The exorcism obviously did not work and from the director’s point of view, was probably only meant to heighten the drama of the escalating psychological tension. One night, upon hearing a noise outside his hutment, Tomba quietly gets out of bed, picks up his gun and stealthily walks to the door and opens it slowly. Sure enough the same lady was there in a boat at a distance as in an apparition, watching him. As he steps out of his hut, she sails away. Tomba gives the lady a chase in his boat, shouting at her to tarry but she does not pay any heed and sails on. After chasing her for some distance on the isolated and eerily silent night, Tomba stands up on his boat, takes aim and fires two shots from his handgun. The lady collapses into her boat.
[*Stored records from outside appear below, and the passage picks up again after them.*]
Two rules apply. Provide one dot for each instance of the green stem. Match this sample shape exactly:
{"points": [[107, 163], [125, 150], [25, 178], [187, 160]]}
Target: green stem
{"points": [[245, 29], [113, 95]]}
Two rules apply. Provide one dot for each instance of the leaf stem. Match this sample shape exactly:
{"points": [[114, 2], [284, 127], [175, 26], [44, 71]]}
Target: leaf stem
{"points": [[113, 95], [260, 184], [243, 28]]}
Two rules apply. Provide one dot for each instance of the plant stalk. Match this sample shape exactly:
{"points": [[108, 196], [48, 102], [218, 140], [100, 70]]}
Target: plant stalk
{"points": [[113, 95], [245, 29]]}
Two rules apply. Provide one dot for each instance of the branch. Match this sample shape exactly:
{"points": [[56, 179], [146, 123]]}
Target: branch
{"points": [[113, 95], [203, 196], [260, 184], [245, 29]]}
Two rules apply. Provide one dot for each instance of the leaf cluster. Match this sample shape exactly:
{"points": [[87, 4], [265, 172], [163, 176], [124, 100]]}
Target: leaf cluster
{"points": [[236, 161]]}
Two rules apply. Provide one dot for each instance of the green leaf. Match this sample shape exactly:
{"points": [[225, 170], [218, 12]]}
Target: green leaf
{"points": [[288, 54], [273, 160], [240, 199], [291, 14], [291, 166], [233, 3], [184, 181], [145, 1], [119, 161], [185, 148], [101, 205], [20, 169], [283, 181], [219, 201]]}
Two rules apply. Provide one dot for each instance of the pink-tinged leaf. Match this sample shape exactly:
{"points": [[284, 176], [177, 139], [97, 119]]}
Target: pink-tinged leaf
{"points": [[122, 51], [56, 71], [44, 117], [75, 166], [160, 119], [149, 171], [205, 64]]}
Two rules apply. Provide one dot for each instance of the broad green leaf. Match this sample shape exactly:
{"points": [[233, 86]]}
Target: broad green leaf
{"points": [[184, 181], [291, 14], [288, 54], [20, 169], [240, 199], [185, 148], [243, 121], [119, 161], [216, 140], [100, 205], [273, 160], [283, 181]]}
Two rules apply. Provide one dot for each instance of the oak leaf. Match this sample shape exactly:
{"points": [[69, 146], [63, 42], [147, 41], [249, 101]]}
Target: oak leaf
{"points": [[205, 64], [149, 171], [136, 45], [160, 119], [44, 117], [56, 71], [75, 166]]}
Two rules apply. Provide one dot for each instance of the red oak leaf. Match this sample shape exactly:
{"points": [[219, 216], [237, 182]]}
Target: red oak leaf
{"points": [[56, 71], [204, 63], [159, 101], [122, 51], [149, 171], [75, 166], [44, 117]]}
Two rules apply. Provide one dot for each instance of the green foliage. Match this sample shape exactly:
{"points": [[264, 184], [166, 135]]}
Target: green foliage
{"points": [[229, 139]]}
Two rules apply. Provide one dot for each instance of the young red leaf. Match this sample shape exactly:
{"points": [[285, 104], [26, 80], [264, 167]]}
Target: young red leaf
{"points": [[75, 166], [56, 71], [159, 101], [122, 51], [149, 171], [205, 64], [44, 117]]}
A stunned Tomba stands there transfixed for a while, and still in a daze returns home zombie-like. While sitting on the floor next to their bed where his wife is still sound asleep, still not out of the state of confusion and shock, he again hears someone moving outside his hut. He approaches the door and opens it. The mysterious lady who has been stalking him and who he had just shot dead, was there standing barely a few feet way facing him expressionless. They lock eyes for a while before the lady reaches out and opens her palm, and in it were two spent bullets, indicating they were the ones Tomba shot her with, offering him to take them back.

Was this spookily violent drama of encounter with Loktak Lairembi (goddess of the lake) that Tomba went through even as his wife slept through unaware, merely a product of Tomba’s psychological trouble? In the twilight zone of mental illness, the distinction between real and unreal is hazy, and both the real as well as the unreal worlds are equally capable of taking severe tolls on the life of those unfortunate to be trapped in it.